6. Syaikh Bakr bin Abdullah Abu Zaid juga mengisyaratkan makna ikhtilath ketika beliau menjelaskan beberapa syarat keluarnya wanita menuju masjid. Beliau berkata: “Hendaklah (wanita) tidak berdesakkan dengan orang-orang laki-laki, baik di jalan atau di (masjid) Jami’. [Hirasatul Fadhilah, hal:100, Darul ‘Ashimah, cet:II, th: 1421 – 2000 M]

MACAM-MACAM IKHTILATH DAN HUKUMNYA
Syaikh Muhammad bin Ibrahim Alusy Syeikh rahimahullah pernah ditanya: "Bolehkah ikhtilah (bercampur-baur) antara orang-orang laki-laki dengan para wanita jika aman dari fitnah (hal yang membawa kepada kemaksiatan-pen)?".
Beliau menjawab: "Ikhtilah (bercampur-baur) antara orang-orang laki-laki dengan para wanita ada tiga keadaan:

1. Ikhtilah antara para wanita dengan orang-orang laki-laki mahram mereka.
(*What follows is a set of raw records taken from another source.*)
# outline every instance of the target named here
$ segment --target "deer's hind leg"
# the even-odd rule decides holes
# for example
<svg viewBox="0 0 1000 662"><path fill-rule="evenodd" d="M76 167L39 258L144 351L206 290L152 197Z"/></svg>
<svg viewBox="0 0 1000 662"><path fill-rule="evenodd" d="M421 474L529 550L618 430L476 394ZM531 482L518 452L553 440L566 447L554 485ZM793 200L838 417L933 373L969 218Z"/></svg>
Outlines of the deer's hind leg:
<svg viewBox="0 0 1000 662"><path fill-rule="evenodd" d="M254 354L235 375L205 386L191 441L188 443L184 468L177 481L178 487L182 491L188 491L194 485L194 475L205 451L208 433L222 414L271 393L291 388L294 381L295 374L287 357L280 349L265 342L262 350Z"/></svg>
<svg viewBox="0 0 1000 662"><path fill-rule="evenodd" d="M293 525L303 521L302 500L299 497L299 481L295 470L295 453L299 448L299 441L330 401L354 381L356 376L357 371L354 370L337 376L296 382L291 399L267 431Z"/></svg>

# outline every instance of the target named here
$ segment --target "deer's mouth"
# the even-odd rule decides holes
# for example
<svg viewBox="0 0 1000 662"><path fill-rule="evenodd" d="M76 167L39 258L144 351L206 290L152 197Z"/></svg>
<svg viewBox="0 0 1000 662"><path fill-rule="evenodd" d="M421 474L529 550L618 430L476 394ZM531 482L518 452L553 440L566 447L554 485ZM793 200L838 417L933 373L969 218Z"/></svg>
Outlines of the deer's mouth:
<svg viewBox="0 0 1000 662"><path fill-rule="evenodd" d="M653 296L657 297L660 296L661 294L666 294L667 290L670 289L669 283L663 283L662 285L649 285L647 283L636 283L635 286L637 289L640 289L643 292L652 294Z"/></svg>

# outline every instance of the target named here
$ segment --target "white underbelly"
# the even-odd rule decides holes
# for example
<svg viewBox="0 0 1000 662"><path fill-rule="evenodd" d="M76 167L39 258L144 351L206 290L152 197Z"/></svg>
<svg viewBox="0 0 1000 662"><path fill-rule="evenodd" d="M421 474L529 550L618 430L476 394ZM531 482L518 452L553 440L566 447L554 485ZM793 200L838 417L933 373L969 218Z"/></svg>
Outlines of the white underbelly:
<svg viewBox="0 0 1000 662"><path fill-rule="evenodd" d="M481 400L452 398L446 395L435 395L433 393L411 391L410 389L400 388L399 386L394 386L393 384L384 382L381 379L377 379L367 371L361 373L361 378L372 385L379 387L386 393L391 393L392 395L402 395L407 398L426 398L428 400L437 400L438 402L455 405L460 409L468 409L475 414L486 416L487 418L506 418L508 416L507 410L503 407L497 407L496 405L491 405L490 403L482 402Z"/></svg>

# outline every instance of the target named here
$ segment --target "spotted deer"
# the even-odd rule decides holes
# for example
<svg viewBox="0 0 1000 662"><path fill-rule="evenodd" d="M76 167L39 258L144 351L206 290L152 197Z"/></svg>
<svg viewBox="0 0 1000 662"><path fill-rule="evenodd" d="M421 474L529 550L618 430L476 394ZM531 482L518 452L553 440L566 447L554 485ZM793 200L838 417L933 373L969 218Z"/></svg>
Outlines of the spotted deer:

Ini tidak ada kekaburan tentang bolehnya.

2. Ikhtilah antara para wanita dengan orang-orang laki-laki asing (bukan mahram) untuk tujuan kerusakan (maksiat-pen). Ini tidak ada kekaburan tentang haramnya.
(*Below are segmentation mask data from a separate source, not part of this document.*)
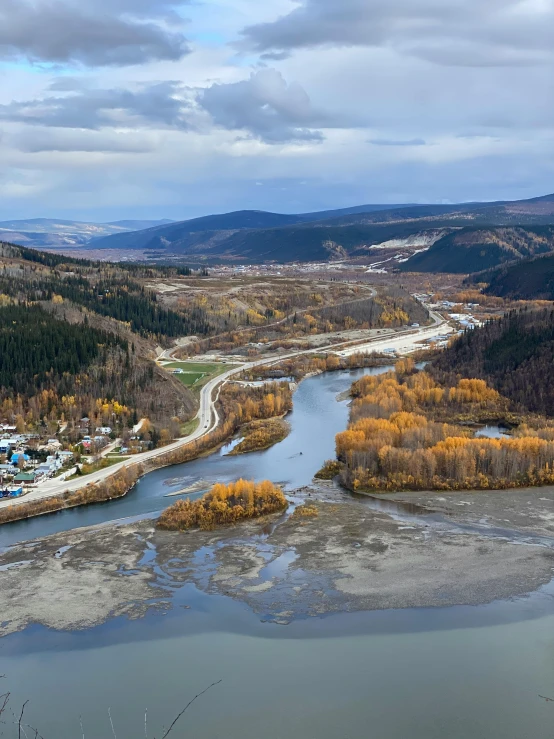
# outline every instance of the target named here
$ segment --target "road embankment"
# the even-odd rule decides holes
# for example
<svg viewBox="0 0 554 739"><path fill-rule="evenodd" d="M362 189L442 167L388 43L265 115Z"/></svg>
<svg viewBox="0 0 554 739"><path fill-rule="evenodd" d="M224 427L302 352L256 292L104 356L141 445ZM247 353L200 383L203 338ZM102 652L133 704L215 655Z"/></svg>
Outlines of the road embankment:
<svg viewBox="0 0 554 739"><path fill-rule="evenodd" d="M374 352L381 352L387 348L390 348L391 342L394 342L396 344L400 338L409 337L408 346L410 347L410 350L413 350L413 348L416 346L415 340L418 335L421 334L425 338L428 338L430 336L430 332L432 334L433 332L439 333L441 330L445 330L445 326L447 324L440 316L432 314L432 319L434 321L434 324L431 327L426 326L416 330L414 330L413 328L407 328L405 330L397 331L394 335L386 336L383 338L373 338L370 342L364 344L364 349L365 351L371 350ZM291 352L261 361L248 362L240 367L234 367L228 370L227 372L210 380L210 382L208 382L202 388L202 392L200 395L200 407L197 414L199 425L198 428L190 436L182 439L177 439L176 441L168 444L162 449L155 449L148 452L143 452L142 454L137 454L136 456L123 462L119 462L109 467L108 469L100 470L96 473L93 473L87 476L86 479L77 478L69 482L61 483L56 480L52 480L46 483L44 486L41 486L38 489L35 489L32 492L28 493L23 498L16 498L13 500L0 500L0 523L3 521L2 513L6 509L11 510L19 506L25 506L27 507L28 511L31 511L33 510L33 508L31 508L31 504L33 504L34 506L35 504L40 502L44 503L46 506L46 501L50 500L51 505L53 506L52 510L61 510L62 507L55 507L56 503L53 502L54 499L64 499L74 493L81 493L81 496L83 496L83 491L85 491L87 488L103 485L103 483L108 483L110 479L113 479L117 486L117 481L119 479L118 475L120 473L123 473L123 475L126 474L124 471L132 470L136 465L141 465L144 470L150 471L168 465L182 464L183 462L188 462L194 459L200 454L206 453L210 448L215 448L226 438L229 438L231 433L234 433L234 431L236 431L236 428L233 429L232 432L229 432L228 429L225 430L225 425L220 423L221 419L219 418L218 410L216 408L218 391L233 376L238 375L244 371L251 370L257 366L277 364L279 362L282 362L283 360L299 357L302 355L317 354L321 353L322 351L329 351L334 353L337 352L341 347L348 348L351 345L352 342L347 342L344 345L333 344L327 347L319 347L317 349ZM358 347L358 343L356 343L356 347ZM61 504L58 503L57 505ZM38 508L40 508L40 506ZM20 516L17 516L12 512L11 515L13 515L14 518L11 518L10 520L27 518L30 515L39 515L40 512L41 511L39 511L39 513L28 513L27 515Z"/></svg>

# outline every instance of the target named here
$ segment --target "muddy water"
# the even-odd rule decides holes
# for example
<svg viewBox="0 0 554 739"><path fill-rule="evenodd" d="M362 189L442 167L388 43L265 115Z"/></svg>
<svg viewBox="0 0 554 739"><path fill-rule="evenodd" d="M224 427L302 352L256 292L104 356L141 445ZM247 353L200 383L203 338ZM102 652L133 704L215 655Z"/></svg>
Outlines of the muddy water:
<svg viewBox="0 0 554 739"><path fill-rule="evenodd" d="M243 475L291 488L307 484L333 456L334 435L348 415L335 399L355 376L302 383L291 435L266 452L217 453L159 470L124 500L2 527L0 544L154 513L175 500L167 493L199 481ZM367 505L407 524L427 517L432 526L454 525L392 501ZM154 557L147 548L142 564ZM278 576L293 557L287 552L268 564L264 576ZM0 582L9 576L0 573ZM153 602L156 609L136 620L113 618L80 632L32 627L4 638L0 674L16 718L29 700L26 720L45 739L160 739L190 698L222 680L170 739L554 737L554 703L540 697L554 698L551 586L482 607L345 613L287 626L264 623L243 603L190 584L168 585L167 592L165 610ZM18 736L9 723L1 730ZM28 728L26 734L35 735Z"/></svg>
<svg viewBox="0 0 554 739"><path fill-rule="evenodd" d="M262 623L185 586L166 615L3 640L12 703L49 739L552 739L552 595ZM3 736L17 737L4 727ZM28 735L31 735L28 732ZM32 734L34 736L34 734Z"/></svg>

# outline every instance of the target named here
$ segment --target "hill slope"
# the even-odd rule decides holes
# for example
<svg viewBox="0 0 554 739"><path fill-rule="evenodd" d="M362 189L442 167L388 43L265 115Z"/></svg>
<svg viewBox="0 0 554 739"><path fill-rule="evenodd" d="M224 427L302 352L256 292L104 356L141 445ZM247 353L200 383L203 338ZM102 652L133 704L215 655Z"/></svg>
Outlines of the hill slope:
<svg viewBox="0 0 554 739"><path fill-rule="evenodd" d="M352 208L328 210L315 213L283 214L269 213L261 210L239 210L232 213L202 216L188 221L172 223L169 227L155 227L133 234L115 234L97 238L93 242L95 249L159 249L171 248L183 253L187 247L198 244L210 249L211 243L219 243L230 238L236 231L275 229L295 226L297 224L315 223L326 219L346 218L357 222L357 214L388 211L390 205L357 205ZM408 207L408 206L406 206ZM375 216L376 221L379 217ZM340 225L340 224L337 224Z"/></svg>
<svg viewBox="0 0 554 739"><path fill-rule="evenodd" d="M440 382L486 380L528 411L554 415L554 310L512 311L467 331L426 371Z"/></svg>
<svg viewBox="0 0 554 739"><path fill-rule="evenodd" d="M554 254L525 259L475 275L474 281L488 282L487 295L512 300L554 300Z"/></svg>
<svg viewBox="0 0 554 739"><path fill-rule="evenodd" d="M29 218L0 221L0 238L29 247L79 246L101 236L164 226L169 223L171 221L168 220L86 223L53 218Z"/></svg>
<svg viewBox="0 0 554 739"><path fill-rule="evenodd" d="M193 414L192 394L152 357L167 337L208 330L205 315L159 305L136 271L0 243L0 421L75 426L114 402L120 430Z"/></svg>
<svg viewBox="0 0 554 739"><path fill-rule="evenodd" d="M554 250L554 227L463 228L401 265L404 272L467 274Z"/></svg>
<svg viewBox="0 0 554 739"><path fill-rule="evenodd" d="M437 229L451 232L463 228L543 225L552 221L554 196L550 195L513 203L365 205L298 215L238 211L95 239L91 248L142 250L156 257L194 255L252 262L312 261L359 256L365 249L384 241ZM512 248L510 239L513 237L503 237L507 242L500 244L500 248L494 246L498 241L494 234L482 238L485 248L491 248L491 256L488 260L476 259L475 269L498 264L503 253ZM523 256L533 253L535 251L529 248L523 251ZM445 266L446 263L439 265L439 271L444 271ZM455 271L468 270L466 267Z"/></svg>

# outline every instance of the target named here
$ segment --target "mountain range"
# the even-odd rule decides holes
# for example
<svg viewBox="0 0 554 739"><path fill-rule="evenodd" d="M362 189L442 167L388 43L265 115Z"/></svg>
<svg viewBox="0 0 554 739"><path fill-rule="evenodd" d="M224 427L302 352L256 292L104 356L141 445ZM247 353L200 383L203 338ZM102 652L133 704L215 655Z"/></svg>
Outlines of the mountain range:
<svg viewBox="0 0 554 739"><path fill-rule="evenodd" d="M495 203L361 205L295 215L236 211L96 238L90 248L142 252L158 259L178 256L220 262L309 262L367 258L376 253L371 251L375 247L410 244L431 246L436 254L441 248L456 248L451 241L440 246L436 242L468 228L482 232L485 242L481 247L484 243L487 248L488 239L491 243L496 240L499 227L528 229L552 223L554 195ZM506 238L508 242L517 240ZM402 263L418 250L401 255ZM533 253L530 247L524 256ZM498 258L477 264L476 269L493 266ZM513 256L508 255L510 258ZM410 262L404 268L409 269Z"/></svg>
<svg viewBox="0 0 554 739"><path fill-rule="evenodd" d="M554 251L554 195L439 205L366 204L314 213L256 210L186 221L0 223L0 238L75 256L194 263L358 260L379 270L471 273ZM109 251L108 251L109 250Z"/></svg>
<svg viewBox="0 0 554 739"><path fill-rule="evenodd" d="M484 292L510 300L554 300L554 250L476 272L467 285L486 283Z"/></svg>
3. Ikhtilah antara para wanita dengan orang-orang laki-laki asing (bukan mahram) di majlis-majlis ilmu (sekolah; madrasah; dan lain-lain-Red), toko-toko (warung; kedai), perpustakaan-perpustakaan, rumah-sakit-rumah-sakit, pesta-pesta, dan yang semacamnya. Ini pada hakekatnya, penanya kemungkinan menyangka pada pandangan yang pertama bahwa hal ini tidak akan menjadikan mereka saling terfitnah (tergoda untuk berbuat kemaksiatan-pen) dengan yang lain.

Untuk mengetahui hakekat bagian (ke 3) ini, maka kami akan menjawab secara global dan secara terperinci.
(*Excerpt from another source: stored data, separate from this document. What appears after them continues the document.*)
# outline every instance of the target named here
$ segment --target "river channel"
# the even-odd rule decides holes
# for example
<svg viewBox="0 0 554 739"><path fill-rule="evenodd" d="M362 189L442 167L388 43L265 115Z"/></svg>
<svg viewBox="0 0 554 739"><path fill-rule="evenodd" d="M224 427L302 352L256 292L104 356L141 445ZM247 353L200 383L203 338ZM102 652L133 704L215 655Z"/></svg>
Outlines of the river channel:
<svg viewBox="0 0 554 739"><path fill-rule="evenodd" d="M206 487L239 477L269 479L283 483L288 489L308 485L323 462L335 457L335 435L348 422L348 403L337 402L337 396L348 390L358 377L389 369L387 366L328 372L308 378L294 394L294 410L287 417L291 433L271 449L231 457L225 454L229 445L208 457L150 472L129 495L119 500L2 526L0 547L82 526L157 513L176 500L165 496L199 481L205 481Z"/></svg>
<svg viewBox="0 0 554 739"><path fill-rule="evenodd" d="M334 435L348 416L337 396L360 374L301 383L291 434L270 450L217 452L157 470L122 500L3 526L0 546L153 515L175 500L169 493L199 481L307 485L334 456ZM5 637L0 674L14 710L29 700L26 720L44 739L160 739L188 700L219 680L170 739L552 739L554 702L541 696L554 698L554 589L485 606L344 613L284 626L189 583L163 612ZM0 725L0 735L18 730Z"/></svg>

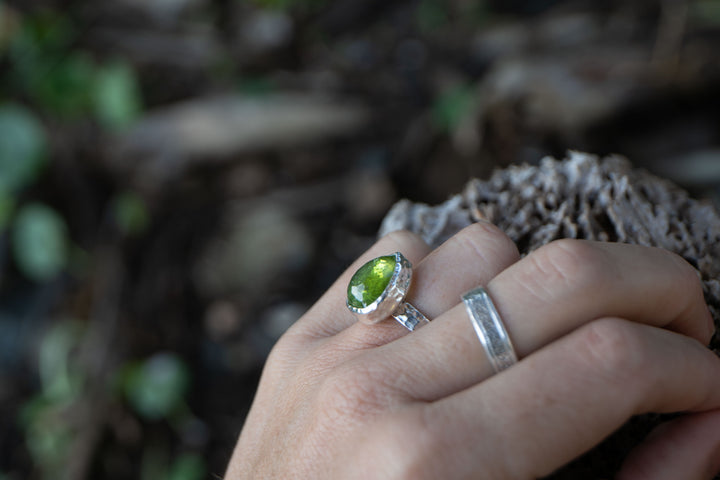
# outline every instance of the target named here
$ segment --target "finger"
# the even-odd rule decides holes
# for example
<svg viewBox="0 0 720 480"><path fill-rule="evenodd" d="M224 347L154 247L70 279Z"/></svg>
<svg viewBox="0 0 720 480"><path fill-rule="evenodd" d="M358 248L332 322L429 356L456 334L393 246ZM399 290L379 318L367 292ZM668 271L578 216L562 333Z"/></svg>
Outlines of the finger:
<svg viewBox="0 0 720 480"><path fill-rule="evenodd" d="M618 480L707 480L720 472L720 410L688 414L653 431L628 456Z"/></svg>
<svg viewBox="0 0 720 480"><path fill-rule="evenodd" d="M605 316L669 325L703 343L711 336L712 318L695 271L661 249L554 242L497 275L487 290L521 358ZM463 304L364 361L402 371L395 386L428 401L493 373Z"/></svg>
<svg viewBox="0 0 720 480"><path fill-rule="evenodd" d="M720 359L696 340L596 320L479 385L424 404L432 443L423 448L447 478L542 477L632 415L720 407L719 380ZM496 470L484 470L489 465Z"/></svg>
<svg viewBox="0 0 720 480"><path fill-rule="evenodd" d="M373 258L402 253L413 265L418 264L428 253L430 246L423 239L406 230L390 232L355 260L333 283L315 305L293 326L291 334L302 334L314 338L325 338L355 323L357 318L345 305L347 286L355 272Z"/></svg>
<svg viewBox="0 0 720 480"><path fill-rule="evenodd" d="M561 240L516 267L488 291L502 306L501 315L527 319L518 328L534 345L564 335L568 326L576 328L572 319L602 316L663 326L705 344L712 336L713 320L697 271L668 250ZM539 314L542 322L534 320Z"/></svg>
<svg viewBox="0 0 720 480"><path fill-rule="evenodd" d="M432 320L454 306L462 293L489 282L519 258L513 241L495 225L472 224L417 264L405 301ZM357 322L334 341L357 350L377 347L406 334L407 330L394 320L375 325Z"/></svg>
Adapun secara global: Bahwa Allah Ta’ala telah menjadikan kekuatan bagi laki-laki dan naluri tertarik kepada wanita. Demikian juga Allah telah menjadikan naluri wanita tertarik kepada laki-laki bersamaan dengan kelemahan dan kelembutannya. Maka jika terjadi percampuran (antara keduanya) niscaya timbullah dampak-dampak yang menimbulkan tujuan yang buruk, karena sesungguhnya jiwa itu banyak memerintahkan kepada keburukan, dan hawa-nafsu akan membutakan dan menjadikan tuli, serta syaithan akan memerintahkan kekejian dan kemungkaran.